Six episodes into Michaela Coel’s fearlessly frank I May Destroy You and I hesitate to predict what path the show will take. Usually by the time a show hits the half-way mark ( I May Destroy You has 12 episodes), one has a fair idea of what is going to happen.
This show, however, which tells the story of a writer, Arabella Essiedu (Coel) trying to put her life together after being raped, delves into different aspects of the millennial life including the validation and trolling from social media. Arabella is a Twitter star and her first book based on her tweets, Chronicles of a Fed-Up Millennial, is wildly successful. With success come a publisher, contract, money and expectations. When the publishers send Arabella to Ostia in Italy to finish her second book, she whiles away time in the arms of a dreamy-looking drug dealer, Biagio (Marouane Zotti).
Arabella returns to London to frantic calls from the editor Julian, (Adam James) asking to read the draft. Arabella assures him it is ready and just needs some “polishing” (how many of us said that very same thing as deadlines have loomed over us!). She promises to have the draft ready the next morning.
Pulling an all-nighter, Arabella takes a break and goes out. The next morning she cannot remember what happened and as she struggles to piece the night’s events together with her best friends Terry (Weruche Opia) and Kwame (Paapa Essiedu) she realises her drink was spiked and she was raped.
There is no easy phrase to formulate I May Destroy You . Like life itself, there is drama, comedy, tragedy and mystery. While Arabella is a victim of a horrific assault and struggles to process what happened to her, she is not a milk-and-water character, silently suffering the slings and arrows of outrageous fortune.

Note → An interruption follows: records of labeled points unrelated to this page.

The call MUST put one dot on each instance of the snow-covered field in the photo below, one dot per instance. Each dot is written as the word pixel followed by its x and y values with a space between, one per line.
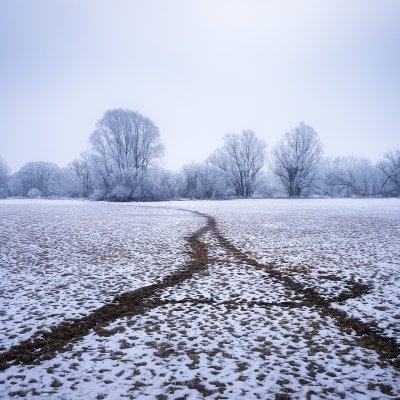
pixel 279 307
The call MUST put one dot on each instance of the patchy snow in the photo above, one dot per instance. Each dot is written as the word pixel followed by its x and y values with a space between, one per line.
pixel 232 330
pixel 63 259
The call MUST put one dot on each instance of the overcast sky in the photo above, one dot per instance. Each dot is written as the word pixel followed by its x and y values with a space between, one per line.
pixel 198 69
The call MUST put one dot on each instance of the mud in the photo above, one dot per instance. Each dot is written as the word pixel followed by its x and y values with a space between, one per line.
pixel 44 345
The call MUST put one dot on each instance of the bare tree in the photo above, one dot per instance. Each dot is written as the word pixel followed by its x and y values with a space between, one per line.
pixel 390 167
pixel 40 175
pixel 351 176
pixel 240 159
pixel 124 145
pixel 83 171
pixel 4 176
pixel 202 181
pixel 295 160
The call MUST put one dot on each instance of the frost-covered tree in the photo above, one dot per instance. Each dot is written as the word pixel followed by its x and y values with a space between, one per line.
pixel 390 167
pixel 351 176
pixel 241 159
pixel 123 146
pixel 40 175
pixel 296 159
pixel 4 177
pixel 83 171
pixel 202 181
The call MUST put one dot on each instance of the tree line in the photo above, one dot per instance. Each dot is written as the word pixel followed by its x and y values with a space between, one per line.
pixel 122 164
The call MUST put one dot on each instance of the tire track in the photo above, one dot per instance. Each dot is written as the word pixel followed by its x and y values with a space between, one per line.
pixel 45 345
pixel 368 335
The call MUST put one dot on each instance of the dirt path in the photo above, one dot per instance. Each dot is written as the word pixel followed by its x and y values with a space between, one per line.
pixel 61 337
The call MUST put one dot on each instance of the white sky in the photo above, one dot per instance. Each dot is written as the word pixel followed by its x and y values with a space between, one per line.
pixel 198 69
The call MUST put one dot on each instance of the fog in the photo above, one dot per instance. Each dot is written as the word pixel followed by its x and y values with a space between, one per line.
pixel 199 70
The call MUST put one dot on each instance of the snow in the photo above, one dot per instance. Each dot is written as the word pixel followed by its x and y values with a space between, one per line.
pixel 232 330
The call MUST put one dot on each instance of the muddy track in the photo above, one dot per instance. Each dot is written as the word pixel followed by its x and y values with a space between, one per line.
pixel 368 335
pixel 44 345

The 33-year-old Coel, who wrote the series, drew on her experience of being assaulted in creating the show. Arabella, who holds the show together even as it makes detours in space and time, might not be very likeable, she is however uber real. None of us are the perfect, heroic characters that we would like to be.
Arabella puts Terry down quite often, calling her ugly and retorting with ‘sparkling’ to Terry’s ‘still’. Sharp as a knife, she teases the Indian Zain (Karan Gill). When he says he went to Cambridge, she says “You must be hugging your certificate at night.” Her description of publisher Susy Henny (Franc Ashman) (“She is not just cool, she is Obama”) is evocative.
- Season: 1
- Episodes: 6
- Run time: 30 minutes
- Creator: Michaela Coel
- Starring: Michaela Coel, Weruche Opia, Paapa Essiedu, Adam James, Marouane Zotti, Franc Ashman
- Storyline: A young writer builds her life back after being assaulted
I May Destroy You can be looked at as a social documentary delving into the dynamics of race (“White girl’s tears have high currency”), gender and victimhood. The difference in the way police deal with male and female victims of sexual assault is revealing.

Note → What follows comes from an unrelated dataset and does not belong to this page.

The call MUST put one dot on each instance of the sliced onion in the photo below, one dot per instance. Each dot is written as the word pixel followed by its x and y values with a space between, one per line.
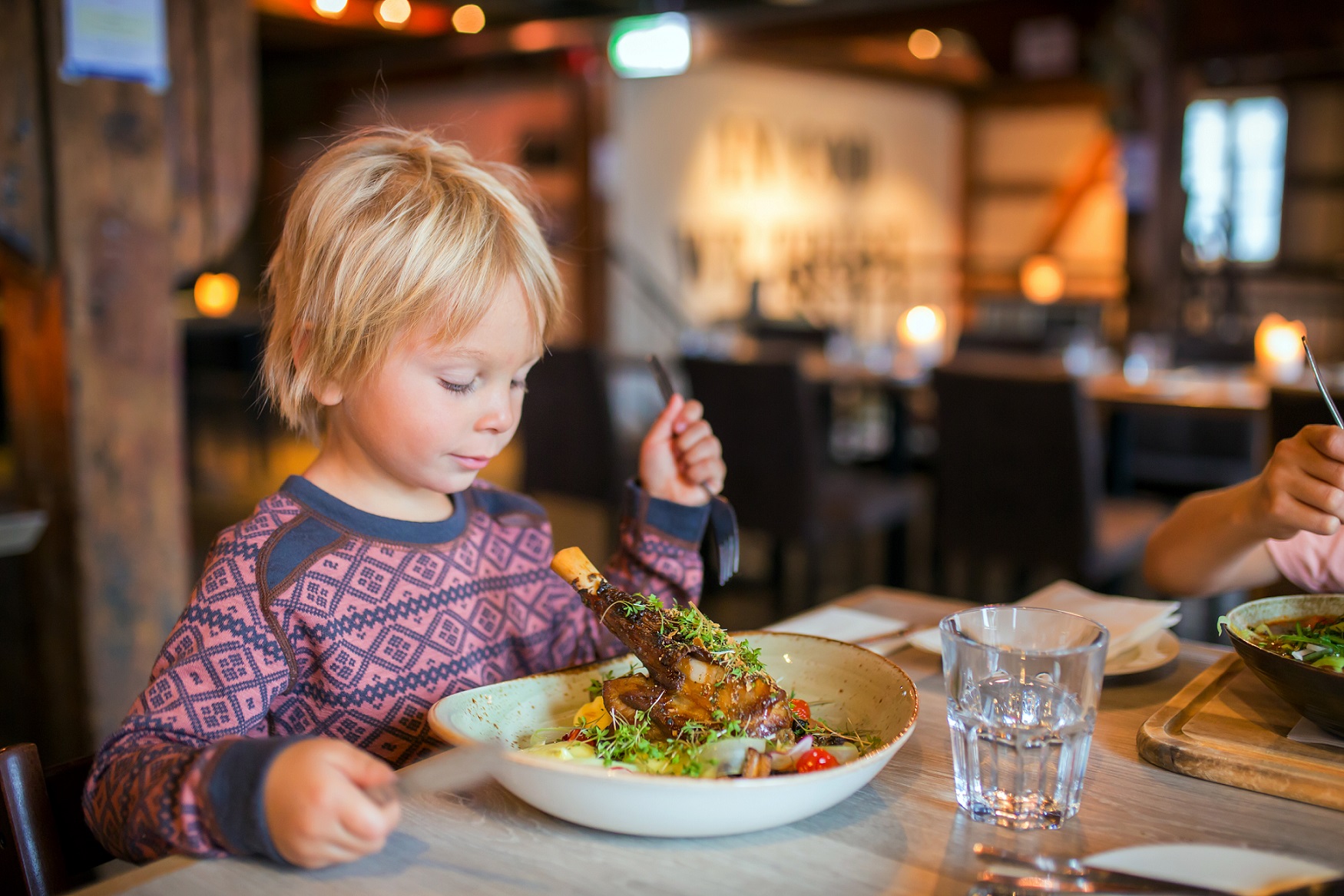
pixel 727 755
pixel 801 747
pixel 843 752
pixel 548 735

Theo (Harriet Webb), who went to school with Terry and Arabella, runs a support group for survivors of abuse. Terry doesn’t warm up to Arabella going to a support group run by Theo and we find out why in a flashback to 2004 when the girls were in school. Theo was as much a perpetrator as a victim.

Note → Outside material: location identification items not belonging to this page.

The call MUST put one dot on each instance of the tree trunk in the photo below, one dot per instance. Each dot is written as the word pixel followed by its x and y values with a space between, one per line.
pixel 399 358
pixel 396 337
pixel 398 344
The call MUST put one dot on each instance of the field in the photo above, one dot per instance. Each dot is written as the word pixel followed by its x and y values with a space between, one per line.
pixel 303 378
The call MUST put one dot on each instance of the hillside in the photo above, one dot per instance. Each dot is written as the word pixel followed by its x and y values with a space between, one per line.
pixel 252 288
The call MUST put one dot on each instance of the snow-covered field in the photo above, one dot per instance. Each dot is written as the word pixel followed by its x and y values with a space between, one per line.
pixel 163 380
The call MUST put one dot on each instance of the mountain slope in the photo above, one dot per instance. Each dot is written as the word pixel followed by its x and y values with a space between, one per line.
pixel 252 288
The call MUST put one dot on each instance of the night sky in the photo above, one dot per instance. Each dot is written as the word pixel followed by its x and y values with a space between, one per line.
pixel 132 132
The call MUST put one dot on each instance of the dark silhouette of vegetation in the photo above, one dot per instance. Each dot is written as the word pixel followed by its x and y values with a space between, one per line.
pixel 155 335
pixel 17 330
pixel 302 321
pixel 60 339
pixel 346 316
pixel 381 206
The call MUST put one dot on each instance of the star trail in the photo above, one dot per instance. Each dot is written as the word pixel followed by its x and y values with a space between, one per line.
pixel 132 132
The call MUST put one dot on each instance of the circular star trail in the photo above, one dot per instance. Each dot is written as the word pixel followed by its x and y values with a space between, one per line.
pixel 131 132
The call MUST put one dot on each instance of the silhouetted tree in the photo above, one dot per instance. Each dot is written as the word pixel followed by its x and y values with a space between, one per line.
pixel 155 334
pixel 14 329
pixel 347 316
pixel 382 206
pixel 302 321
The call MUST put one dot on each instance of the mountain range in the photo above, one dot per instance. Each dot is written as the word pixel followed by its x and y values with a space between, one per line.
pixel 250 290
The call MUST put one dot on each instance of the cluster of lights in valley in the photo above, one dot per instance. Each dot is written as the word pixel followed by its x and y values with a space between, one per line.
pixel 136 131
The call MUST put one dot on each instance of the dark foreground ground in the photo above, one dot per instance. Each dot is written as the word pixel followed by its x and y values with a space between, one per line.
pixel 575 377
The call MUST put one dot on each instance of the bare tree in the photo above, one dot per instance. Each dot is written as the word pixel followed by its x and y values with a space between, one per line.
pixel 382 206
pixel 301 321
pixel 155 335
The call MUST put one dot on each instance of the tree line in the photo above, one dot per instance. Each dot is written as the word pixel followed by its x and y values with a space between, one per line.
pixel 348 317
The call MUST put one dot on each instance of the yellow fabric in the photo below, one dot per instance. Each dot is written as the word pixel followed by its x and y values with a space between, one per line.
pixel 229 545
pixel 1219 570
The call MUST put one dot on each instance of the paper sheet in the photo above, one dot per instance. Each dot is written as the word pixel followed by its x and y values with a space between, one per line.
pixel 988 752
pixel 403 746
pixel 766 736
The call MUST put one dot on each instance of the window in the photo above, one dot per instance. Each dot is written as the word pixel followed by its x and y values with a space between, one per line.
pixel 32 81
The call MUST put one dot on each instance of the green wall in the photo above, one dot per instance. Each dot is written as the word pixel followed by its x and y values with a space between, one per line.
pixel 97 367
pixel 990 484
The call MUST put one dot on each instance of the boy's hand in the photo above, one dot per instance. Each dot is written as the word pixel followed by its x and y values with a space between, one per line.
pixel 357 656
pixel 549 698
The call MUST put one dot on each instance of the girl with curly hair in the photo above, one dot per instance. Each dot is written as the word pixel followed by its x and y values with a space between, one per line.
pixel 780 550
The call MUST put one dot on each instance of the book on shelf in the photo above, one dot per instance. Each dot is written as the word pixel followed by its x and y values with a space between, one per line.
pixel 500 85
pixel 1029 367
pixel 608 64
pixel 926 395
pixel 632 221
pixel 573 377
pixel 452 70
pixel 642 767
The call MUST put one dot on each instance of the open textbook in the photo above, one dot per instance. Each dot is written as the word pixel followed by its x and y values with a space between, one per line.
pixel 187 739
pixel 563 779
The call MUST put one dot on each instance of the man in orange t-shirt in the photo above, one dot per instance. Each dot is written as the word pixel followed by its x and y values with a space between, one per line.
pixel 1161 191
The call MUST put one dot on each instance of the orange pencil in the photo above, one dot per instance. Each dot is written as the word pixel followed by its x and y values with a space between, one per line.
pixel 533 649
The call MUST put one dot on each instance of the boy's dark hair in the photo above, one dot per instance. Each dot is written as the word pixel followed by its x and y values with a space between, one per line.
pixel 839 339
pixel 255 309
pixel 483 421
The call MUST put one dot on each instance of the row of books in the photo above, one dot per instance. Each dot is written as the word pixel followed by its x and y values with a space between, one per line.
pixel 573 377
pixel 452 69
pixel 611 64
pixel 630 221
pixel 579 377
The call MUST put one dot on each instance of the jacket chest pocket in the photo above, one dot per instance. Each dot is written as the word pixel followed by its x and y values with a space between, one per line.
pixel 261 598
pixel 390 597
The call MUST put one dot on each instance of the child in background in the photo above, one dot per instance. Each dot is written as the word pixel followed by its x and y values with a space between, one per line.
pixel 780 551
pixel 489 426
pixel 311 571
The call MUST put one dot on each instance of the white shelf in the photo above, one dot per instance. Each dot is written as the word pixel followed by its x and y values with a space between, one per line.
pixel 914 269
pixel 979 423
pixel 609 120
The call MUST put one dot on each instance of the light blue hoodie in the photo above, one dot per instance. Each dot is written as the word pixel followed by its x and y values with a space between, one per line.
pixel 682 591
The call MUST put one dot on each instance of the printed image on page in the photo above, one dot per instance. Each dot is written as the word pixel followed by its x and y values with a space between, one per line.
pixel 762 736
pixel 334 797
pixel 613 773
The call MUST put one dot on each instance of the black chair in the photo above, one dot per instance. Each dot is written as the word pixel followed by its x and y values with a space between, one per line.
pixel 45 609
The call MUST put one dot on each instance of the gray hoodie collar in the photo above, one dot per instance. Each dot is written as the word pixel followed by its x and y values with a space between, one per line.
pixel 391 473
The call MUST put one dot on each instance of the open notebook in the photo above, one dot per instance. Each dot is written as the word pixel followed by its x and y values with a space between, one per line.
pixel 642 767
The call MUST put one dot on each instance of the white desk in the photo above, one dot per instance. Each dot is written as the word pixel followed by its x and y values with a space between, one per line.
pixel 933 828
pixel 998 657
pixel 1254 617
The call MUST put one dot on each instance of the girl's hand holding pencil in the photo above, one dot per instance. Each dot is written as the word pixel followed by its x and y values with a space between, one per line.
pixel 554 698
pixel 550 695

When Kwame says, “Even if you never find the answer, I think it is really cool that you are asking yourself the question,” it encapsulates the spirit of the show. Tough questions need to be asked, that is the first step, the crack that will let the light in. So was the squeamishness to the section on period sex an aversion to a discourse on bodily fluids or was it internalised oppression?
Along with the tough questions, the incisive writing and spot on acting, I May Destroy You is a lovely-looking show. Arabella’s London with its hot pinks and electric blues is a very different one from Richard Curtis’ gently romantic one, but no less attractive.
When Arabella says, “Control what you can, no more no less,” she is not kidding. Coel has a gentle but firm hand at the helm of this zeitgeist-y show. And if you are in habit of watching the credits, the presence of an intimacy coordinator is supremely reassuring.
The autobiographical element in I May Destroy You , which is its strength, could well prove to be its weakness. Like Coel’s sitcom, Chewing Gum, I May Destroy You fixes the audience with its glittering eye of honesty. What would happen if Coel ran out of life experiences to use? The thought of this provocatively scintillating voice going silent is a sobering one indeed.